Saturday, February 27, 2010

Akihabara Majokko Princess



The Tate Modern's highly enjoyable Pop Life exhibition last year brought together the work of some of the world's most highly-acclaimed contemporary artists / most over-hyped chancers (delete according to preference) for a celebration of the fusing of 'high' and 'low' culture. Along with Warhol, Hirst, Koons, and musician-affiliated visual artists like Keith Haring, Pruitt Early and Christine Newby, was Japan's Takashi Murakami - named by Time Magazine in 2008 as one of the most influential people in the world. Murakami is famed for his work's immersion in otaku / geek culture - the gaudy, controversial, super-cute and occasionally troubling world Japan's young people are increasingly sharing with the rest of us through fashion, manga, anime and, especially, computer games. His specially-commissioned piece saw Kirsten Dunst taking on a cosplay role in a fantasy remake of The Vapours' Turning Japanese. It's good fun, particularly for those of us who have been harbouring a crush on Dunst since Bring It On.

6 comments:

sourpus said...

Oh holy moly!

sourpus said...

No sly references to the lyrical content needed I think.. (tch)

Unknown said...

The Murakami room was one of the highlights of the exhibition for me, with the soundtrack to Haring's Pop Shop.
"most highly-acclaimed contemporary artists / most over-hyped chancers ": Somewhere in the middle for me.

DarceysDad said...

ULP! Donds for what sourpus said!!

;o)

Luke-sensei said...

this was a lot of fun and Murakami is definitely interesting, anyone who puts a bit of character and colour into so pompous a brand as Louis Vuitton is OK by me! He makes a tiny cameo in this and the other bloke with the hat is Nigo who owns that favourite clothing label of young-but-goateed jazz-funk DJ's everywhere Bathing Ape.

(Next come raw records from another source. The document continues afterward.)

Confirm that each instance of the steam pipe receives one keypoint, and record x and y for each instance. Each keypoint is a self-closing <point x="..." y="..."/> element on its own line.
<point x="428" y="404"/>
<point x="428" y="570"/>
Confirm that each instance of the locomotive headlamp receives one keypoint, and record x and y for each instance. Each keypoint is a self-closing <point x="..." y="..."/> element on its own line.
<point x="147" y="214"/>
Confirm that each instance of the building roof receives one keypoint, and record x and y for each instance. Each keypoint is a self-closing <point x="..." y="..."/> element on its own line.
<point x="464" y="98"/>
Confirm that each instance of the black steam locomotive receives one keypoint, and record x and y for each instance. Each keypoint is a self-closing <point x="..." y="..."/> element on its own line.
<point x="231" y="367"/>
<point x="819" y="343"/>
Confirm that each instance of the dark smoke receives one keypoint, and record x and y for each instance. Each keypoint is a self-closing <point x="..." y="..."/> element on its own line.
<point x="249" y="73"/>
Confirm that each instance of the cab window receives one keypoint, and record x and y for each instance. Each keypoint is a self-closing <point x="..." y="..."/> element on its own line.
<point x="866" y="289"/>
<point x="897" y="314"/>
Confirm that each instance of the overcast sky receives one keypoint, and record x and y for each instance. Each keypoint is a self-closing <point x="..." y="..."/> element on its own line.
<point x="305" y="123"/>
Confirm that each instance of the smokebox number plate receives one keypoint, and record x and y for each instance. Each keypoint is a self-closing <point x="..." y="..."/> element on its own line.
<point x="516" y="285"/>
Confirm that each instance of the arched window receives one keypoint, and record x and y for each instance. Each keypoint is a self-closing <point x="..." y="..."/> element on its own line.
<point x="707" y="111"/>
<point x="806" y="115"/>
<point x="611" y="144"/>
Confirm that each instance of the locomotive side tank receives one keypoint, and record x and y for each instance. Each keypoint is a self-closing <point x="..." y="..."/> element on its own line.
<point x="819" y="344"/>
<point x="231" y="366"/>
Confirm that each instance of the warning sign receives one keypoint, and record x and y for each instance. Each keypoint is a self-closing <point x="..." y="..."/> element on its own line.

I live only about 5 or 6 train stops from Akihabara and although it's mostly innocent fun there is definitely a sinister underside to Otaku culture. Photos of Pre/barely pubescent girls that are illegal in other countries but not Japan and the association of sex with violence in a lot of manga (there is one manga called "Rape") is more than a little worrying.

Also, a couple of years ago, just the other side of the station to where most of this was filmed a socially inadequate otaku with a knife crashed a van into a crowd of people and went on a stabbing spree that killed about about 7 people. Not sure if the lack of social skills that otaku are famous for had anything to do with it or not, but something ain't right when that kind of things happens.

But, I like the Blue Peter-stickyback-plastic-DIY-nature of the cosplay scene that makes it akin in my mind to pressing up your 7"s that look a bit scrappy but aren't intended for outsiders anyway.

I know you like a bit of J-Pop ShariVari, i'm not recommending as such but if you haven't seen 'em before you have to check out AKB 48 (AKB is short for Akihabara of course and, yep, you guessed it, there are 48 of them! - actually I think there's around 60, but no more than 48 appear on stage at one time!)
Here's their "best" tune:

http://www.youtube.com/watch?v=Sgoyvl94o3Q

The title means "I Missed You"

ShariVari said...

It's like Morning Musume x 4! Thanks for that, Japanther.